Look for ways to bond the teams and measure itCelebrate wins and ask for people to participate in the process to come up with solutions when you fail.  These are the things that bond new teams together.  The more wins you create, the more people will feel good about the situation.  The trials create lasting bonds if the leaders can bring the people together to create a jointly owned solution.  It's not hard to measure engagement.  If you baseline people's engagement level around the goals of integration and pulse survey it you can easily get a sense of where people's heads are at and whether you're making progress or momentum is slipping.  
M&A integrations are never easy and many of them fail to live up to the expectations of the acquirer.  If you get the people part right the other pieces will start to fall into place.  As Ben Horowitz says in his book, "The Hard Thing About Hard Things", "Take care of the people, the products, and the profits - in that order."

Saturday, June 06, 2015

Pennywise and Culture Foolish

As we grow our business we are always looking for ways to improve it, ways to measure and apply focus, more efficient ways to achieve our goals. Most of these optimizations have historically had little to do with the most expensive asset of our business: our people.

 We have purchased all manner of platforms, tools, mobile apps to enhance productivity. Tools such as, Hubspot, QuickBooks, Supply Chain Management tools like SAP to get better at getting the right materials to the right spot at the right time. And we have spent trillions of dollars doing so.

 All of this spending has occurred while spending on fostering and optimizing talent has languished. This negligent phenomenon can be most likely attributed to the view of HR as a cost center. HR is typically not viewed as strategic and the tools, platforms, and apps are part of that cost center.

 Even while so much attention has been placed on Culture in mainstream media illustrated here in this New York Times article from May 2015.
One recent survey found that more than 80 percent of employers worldwide named cultural fit as a top hiring priority.
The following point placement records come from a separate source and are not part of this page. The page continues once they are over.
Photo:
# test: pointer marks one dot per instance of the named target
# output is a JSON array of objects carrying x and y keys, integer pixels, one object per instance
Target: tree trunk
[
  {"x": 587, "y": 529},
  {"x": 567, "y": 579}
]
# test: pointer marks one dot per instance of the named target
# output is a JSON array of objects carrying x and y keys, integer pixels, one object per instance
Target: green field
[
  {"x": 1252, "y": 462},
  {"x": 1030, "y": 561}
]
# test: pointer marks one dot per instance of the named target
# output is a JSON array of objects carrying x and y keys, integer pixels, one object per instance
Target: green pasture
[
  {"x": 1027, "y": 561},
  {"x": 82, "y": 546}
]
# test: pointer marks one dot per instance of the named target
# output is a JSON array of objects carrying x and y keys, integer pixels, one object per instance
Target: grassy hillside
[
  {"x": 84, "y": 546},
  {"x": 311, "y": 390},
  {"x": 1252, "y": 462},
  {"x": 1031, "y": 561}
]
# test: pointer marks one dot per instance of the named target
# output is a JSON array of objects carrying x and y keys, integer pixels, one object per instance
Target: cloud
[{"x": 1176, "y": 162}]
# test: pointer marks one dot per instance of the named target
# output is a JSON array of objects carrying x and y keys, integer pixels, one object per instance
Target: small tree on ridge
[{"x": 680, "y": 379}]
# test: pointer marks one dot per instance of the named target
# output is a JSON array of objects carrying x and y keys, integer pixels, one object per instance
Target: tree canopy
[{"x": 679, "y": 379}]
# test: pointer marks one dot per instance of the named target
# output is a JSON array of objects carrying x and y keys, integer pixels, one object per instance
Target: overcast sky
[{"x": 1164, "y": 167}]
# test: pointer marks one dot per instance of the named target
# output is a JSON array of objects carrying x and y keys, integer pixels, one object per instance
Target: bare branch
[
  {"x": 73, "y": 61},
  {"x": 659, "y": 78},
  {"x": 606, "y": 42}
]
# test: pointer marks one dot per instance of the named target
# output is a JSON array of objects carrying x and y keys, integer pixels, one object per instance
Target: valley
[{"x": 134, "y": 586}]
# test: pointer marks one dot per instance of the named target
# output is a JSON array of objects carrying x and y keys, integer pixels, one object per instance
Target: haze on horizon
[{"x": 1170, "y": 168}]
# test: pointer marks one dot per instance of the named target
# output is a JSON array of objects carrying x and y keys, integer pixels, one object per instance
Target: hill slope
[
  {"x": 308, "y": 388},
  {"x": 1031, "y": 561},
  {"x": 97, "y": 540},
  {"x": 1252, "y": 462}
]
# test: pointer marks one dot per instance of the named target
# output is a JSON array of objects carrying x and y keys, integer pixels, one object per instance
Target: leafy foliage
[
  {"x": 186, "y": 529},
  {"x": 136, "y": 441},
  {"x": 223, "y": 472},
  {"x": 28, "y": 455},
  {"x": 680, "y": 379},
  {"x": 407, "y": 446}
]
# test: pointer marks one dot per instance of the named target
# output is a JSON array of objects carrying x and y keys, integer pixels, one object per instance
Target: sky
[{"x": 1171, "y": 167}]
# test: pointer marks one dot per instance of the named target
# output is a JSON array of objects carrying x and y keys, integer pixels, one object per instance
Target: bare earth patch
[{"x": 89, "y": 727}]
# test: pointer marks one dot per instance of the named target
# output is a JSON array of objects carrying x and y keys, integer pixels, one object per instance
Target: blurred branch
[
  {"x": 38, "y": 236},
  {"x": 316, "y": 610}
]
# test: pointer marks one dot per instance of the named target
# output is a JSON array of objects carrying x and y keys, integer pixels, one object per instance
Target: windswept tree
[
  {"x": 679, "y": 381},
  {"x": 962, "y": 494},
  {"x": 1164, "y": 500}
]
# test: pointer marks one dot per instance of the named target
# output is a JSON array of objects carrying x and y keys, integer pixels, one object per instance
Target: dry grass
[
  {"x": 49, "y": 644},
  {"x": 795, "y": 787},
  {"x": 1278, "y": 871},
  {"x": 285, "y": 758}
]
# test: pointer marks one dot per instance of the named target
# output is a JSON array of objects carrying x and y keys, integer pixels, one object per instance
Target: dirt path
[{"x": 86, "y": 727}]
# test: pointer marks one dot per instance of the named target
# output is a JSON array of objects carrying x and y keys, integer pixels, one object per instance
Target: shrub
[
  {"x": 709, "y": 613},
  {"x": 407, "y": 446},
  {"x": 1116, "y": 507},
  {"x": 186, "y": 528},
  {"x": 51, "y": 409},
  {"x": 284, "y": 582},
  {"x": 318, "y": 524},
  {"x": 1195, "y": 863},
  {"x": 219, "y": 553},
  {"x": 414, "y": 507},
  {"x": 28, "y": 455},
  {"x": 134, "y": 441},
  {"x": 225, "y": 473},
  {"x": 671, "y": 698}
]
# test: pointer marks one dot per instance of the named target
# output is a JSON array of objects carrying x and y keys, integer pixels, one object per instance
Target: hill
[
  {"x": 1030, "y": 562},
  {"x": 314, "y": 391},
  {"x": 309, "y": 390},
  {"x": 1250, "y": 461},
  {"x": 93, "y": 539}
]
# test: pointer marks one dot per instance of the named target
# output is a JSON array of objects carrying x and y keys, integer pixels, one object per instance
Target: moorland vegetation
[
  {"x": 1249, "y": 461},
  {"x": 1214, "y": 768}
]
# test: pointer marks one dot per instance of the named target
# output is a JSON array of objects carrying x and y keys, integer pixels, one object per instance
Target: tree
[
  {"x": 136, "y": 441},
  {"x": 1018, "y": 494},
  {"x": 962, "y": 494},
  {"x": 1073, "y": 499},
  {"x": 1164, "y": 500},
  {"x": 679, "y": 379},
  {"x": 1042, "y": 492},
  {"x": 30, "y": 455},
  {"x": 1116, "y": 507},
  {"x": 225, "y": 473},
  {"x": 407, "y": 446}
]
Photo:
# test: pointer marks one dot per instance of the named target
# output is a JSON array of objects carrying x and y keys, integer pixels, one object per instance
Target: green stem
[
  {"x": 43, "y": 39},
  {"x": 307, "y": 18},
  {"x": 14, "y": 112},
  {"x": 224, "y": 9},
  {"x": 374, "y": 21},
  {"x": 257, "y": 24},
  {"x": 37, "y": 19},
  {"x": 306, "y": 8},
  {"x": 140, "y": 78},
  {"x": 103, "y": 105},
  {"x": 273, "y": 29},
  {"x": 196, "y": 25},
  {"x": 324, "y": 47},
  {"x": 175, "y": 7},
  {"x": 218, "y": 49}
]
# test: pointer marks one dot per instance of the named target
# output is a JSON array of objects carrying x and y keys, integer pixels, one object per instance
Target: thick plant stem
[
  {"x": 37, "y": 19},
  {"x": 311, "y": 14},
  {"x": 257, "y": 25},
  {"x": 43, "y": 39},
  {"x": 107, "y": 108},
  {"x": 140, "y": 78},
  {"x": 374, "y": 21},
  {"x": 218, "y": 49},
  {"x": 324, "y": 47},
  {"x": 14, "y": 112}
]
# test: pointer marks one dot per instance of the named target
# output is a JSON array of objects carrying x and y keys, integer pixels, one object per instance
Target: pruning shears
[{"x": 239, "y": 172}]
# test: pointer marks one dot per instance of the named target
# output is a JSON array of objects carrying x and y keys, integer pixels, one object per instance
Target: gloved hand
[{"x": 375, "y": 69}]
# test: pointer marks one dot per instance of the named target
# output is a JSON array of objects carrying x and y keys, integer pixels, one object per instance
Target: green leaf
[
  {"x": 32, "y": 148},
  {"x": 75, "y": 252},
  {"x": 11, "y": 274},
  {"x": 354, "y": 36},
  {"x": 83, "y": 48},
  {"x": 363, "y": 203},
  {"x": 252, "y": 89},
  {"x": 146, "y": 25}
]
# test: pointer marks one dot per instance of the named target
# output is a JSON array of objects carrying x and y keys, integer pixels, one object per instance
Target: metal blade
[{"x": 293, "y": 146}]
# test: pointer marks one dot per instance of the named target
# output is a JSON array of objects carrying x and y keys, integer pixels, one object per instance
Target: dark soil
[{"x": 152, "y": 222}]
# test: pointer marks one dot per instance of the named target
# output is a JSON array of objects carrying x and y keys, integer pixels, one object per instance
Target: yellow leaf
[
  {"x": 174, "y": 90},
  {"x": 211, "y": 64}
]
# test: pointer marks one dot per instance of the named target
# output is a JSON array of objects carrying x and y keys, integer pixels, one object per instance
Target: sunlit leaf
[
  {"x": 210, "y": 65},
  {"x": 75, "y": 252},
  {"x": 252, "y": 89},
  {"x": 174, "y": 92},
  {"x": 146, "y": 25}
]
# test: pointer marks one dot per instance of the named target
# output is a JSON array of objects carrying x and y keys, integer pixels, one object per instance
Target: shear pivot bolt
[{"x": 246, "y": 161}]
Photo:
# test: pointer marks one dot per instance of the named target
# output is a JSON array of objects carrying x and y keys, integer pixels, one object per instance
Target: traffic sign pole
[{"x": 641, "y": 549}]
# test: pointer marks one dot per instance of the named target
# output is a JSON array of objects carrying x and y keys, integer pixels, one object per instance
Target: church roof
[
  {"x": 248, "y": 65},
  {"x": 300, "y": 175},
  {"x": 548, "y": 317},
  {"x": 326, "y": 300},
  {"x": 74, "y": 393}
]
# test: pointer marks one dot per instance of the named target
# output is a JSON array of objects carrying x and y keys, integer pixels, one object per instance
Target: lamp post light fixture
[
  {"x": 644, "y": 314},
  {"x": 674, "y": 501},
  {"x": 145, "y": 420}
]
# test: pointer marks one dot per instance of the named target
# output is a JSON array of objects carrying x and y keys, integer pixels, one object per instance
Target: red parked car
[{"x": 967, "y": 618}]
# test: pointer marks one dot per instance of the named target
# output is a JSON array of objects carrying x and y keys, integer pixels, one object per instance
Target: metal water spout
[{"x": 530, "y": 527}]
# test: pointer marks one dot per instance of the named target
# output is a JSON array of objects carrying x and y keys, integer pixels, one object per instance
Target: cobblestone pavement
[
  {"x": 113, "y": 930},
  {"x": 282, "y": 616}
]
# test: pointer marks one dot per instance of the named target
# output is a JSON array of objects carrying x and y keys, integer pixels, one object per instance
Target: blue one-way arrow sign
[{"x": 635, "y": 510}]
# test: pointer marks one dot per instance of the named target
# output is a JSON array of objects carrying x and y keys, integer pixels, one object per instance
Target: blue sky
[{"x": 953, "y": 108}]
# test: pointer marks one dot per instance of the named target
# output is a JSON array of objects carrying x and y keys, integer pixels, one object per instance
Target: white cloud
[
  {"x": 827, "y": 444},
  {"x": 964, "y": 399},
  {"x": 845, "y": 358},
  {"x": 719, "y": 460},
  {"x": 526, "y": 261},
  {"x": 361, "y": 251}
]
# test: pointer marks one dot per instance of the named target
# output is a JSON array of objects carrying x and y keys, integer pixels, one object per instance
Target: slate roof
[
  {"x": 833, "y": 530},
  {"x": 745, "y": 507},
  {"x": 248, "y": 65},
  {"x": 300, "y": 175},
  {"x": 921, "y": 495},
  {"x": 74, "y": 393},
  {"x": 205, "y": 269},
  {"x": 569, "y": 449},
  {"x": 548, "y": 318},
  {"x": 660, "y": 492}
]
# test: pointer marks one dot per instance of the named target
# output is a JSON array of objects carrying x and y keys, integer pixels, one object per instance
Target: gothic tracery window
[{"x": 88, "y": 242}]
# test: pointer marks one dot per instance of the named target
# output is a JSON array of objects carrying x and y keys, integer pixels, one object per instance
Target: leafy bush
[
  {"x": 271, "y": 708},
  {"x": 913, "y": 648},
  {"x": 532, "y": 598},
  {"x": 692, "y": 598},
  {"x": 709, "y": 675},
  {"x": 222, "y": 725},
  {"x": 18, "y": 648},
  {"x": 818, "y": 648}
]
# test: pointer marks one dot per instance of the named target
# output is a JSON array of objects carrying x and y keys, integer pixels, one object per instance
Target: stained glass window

Domino is your business.  Courtesy of The Oatmeal

We need to start viewing how we manage our people as strategic advantage and pull it out from under the yoke of HR.  Optimizing people requires understanding how people are wired, what drives and motivates them, the type of environment they thrive in, and who they are surrounded by.  Everyone has experienced this as Culture Flow (borrowing from author Mihaly Csikszentmihalyi book on The Psychology of Optimal Experience) and typically happens for a brief time when everything comes together for a company.  When it happens it's really cool and the organization covers ground in months that would typically take years.

You have to pay attention and invest in culture to achieve Culture Flow.  And to pay attention you must understand how people are wired in your organization.  The first step to optimizing your most expensive asset, like optimizing every other part of your business is getting at the data.  You wouldn't go on a road trip without a map, you wouldn't start a business without first understanding the market, and you can't grow a culture without first understanding the values of your people.  It's so much less expensive than the wrong turns you'll make without a map.

Don't run your business like Domino and don't be pennywise and culture foolish.  Go figure it out.  You'll  find Culture Flow and as a result everything in your business will start to get easier.